Alaska News Nightly: March 21, 2013
Senate Passes Oil Tax Bill In Tight Vote
Alexandra Gutierrez, APRN – Juneau
A bill reworking the state’s oil tax structure has cleared a major hurdle, passing the Senate late Wednesday night on an 11-9 vote. The package would effectively lower taxes on producers with the hope of getting more oil in the pipeline. But without firm commitments to ramp up production, opinion on the legislation was split almost down the middle.
Sally Jewell Breezes Past Energy Committee
Peter Granitz, APRN – Washington DC
President Barack Obama’s nominee to lead the Interior Department, REI chief executive Sally Jewell, sailed through her committee vote this morning.

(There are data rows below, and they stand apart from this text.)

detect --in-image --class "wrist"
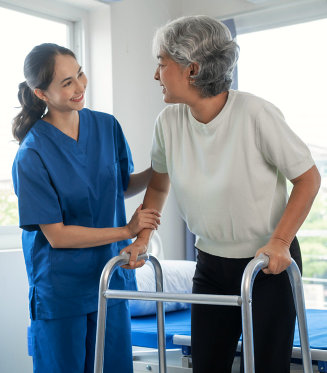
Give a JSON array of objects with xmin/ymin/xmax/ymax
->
[
  {"xmin": 269, "ymin": 236, "xmax": 291, "ymax": 249},
  {"xmin": 122, "ymin": 226, "xmax": 133, "ymax": 240},
  {"xmin": 134, "ymin": 236, "xmax": 149, "ymax": 250}
]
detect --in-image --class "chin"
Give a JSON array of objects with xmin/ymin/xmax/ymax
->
[{"xmin": 163, "ymin": 95, "xmax": 176, "ymax": 104}]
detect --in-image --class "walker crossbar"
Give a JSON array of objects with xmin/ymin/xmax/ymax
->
[
  {"xmin": 94, "ymin": 252, "xmax": 313, "ymax": 373},
  {"xmin": 105, "ymin": 290, "xmax": 241, "ymax": 306}
]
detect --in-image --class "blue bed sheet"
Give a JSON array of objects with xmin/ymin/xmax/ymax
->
[
  {"xmin": 131, "ymin": 308, "xmax": 327, "ymax": 351},
  {"xmin": 131, "ymin": 309, "xmax": 191, "ymax": 349}
]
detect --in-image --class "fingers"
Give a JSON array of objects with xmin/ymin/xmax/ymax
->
[
  {"xmin": 136, "ymin": 204, "xmax": 143, "ymax": 212},
  {"xmin": 262, "ymin": 256, "xmax": 292, "ymax": 275},
  {"xmin": 121, "ymin": 259, "xmax": 145, "ymax": 270},
  {"xmin": 140, "ymin": 208, "xmax": 161, "ymax": 217},
  {"xmin": 120, "ymin": 245, "xmax": 147, "ymax": 269},
  {"xmin": 127, "ymin": 208, "xmax": 161, "ymax": 237}
]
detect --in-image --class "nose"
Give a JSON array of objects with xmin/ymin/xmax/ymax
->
[
  {"xmin": 76, "ymin": 74, "xmax": 87, "ymax": 92},
  {"xmin": 154, "ymin": 67, "xmax": 159, "ymax": 81}
]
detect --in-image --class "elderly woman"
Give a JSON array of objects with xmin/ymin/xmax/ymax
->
[{"xmin": 122, "ymin": 15, "xmax": 321, "ymax": 373}]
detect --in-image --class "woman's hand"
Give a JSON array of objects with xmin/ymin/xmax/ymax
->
[
  {"xmin": 126, "ymin": 204, "xmax": 160, "ymax": 238},
  {"xmin": 120, "ymin": 237, "xmax": 149, "ymax": 269},
  {"xmin": 255, "ymin": 238, "xmax": 292, "ymax": 275}
]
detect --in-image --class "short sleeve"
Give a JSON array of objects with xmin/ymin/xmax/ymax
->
[
  {"xmin": 12, "ymin": 148, "xmax": 63, "ymax": 231},
  {"xmin": 151, "ymin": 115, "xmax": 168, "ymax": 173},
  {"xmin": 256, "ymin": 102, "xmax": 315, "ymax": 180},
  {"xmin": 115, "ymin": 119, "xmax": 134, "ymax": 191}
]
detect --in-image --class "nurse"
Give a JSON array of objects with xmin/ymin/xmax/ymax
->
[{"xmin": 12, "ymin": 43, "xmax": 160, "ymax": 373}]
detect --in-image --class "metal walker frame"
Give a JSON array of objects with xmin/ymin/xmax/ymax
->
[{"xmin": 94, "ymin": 252, "xmax": 313, "ymax": 373}]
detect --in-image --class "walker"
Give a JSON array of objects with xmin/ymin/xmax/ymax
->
[{"xmin": 94, "ymin": 252, "xmax": 313, "ymax": 373}]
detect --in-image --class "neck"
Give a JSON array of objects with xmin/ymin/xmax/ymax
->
[
  {"xmin": 188, "ymin": 91, "xmax": 229, "ymax": 124},
  {"xmin": 43, "ymin": 110, "xmax": 80, "ymax": 140}
]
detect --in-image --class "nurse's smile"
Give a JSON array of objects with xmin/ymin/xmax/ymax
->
[{"xmin": 71, "ymin": 93, "xmax": 84, "ymax": 102}]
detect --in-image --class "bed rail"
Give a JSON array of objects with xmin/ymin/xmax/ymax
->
[{"xmin": 94, "ymin": 252, "xmax": 312, "ymax": 373}]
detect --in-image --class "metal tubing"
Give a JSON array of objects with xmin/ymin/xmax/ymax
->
[
  {"xmin": 286, "ymin": 261, "xmax": 313, "ymax": 373},
  {"xmin": 94, "ymin": 252, "xmax": 149, "ymax": 373},
  {"xmin": 241, "ymin": 253, "xmax": 269, "ymax": 373},
  {"xmin": 149, "ymin": 255, "xmax": 166, "ymax": 373},
  {"xmin": 241, "ymin": 254, "xmax": 313, "ymax": 373},
  {"xmin": 105, "ymin": 290, "xmax": 241, "ymax": 306},
  {"xmin": 95, "ymin": 252, "xmax": 313, "ymax": 373}
]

Landslide Transforms Mountain Near Matanuska Glacier
Annie Feidt, APRN – Anchorage
A large landslide has transformed a mountainside near the Matanuska Glacier. Locals noticed the landslide in mid-February. It left a black streak of rock and debris on the unnamed mountain at least a mile long. One expert says it’s impossible to pinpoint what caused this particular landslide, but they are becoming more common in northern climates.
New UAA Sports Complex Named ‘Alaska Airlines Center’
Josh Edge, APRN – Anchorage
The new sports complex currently under construction at the University of Alaska Anchorage now has a name – the Alaska Airlines Center. UAA and Alaska Airlines announced the $6.3 million dollar partnership on Thursday.
Fisheries Board Raises Late-Run Chinook Escapement Goal
Ellen Lockyer, KSKA – Anchorage
Southcentral Alaska sport fishermen are applauding a move by the state’s Board of Fisheries aimed at ensuring escapement goals for Kenai River late – run Chinook salmon. The Board voted unanimously to approve substitute language for a proposal that would have triggered emergency management measures based on the run’s failure to achieve a specific escapement goal of 15,000 fish.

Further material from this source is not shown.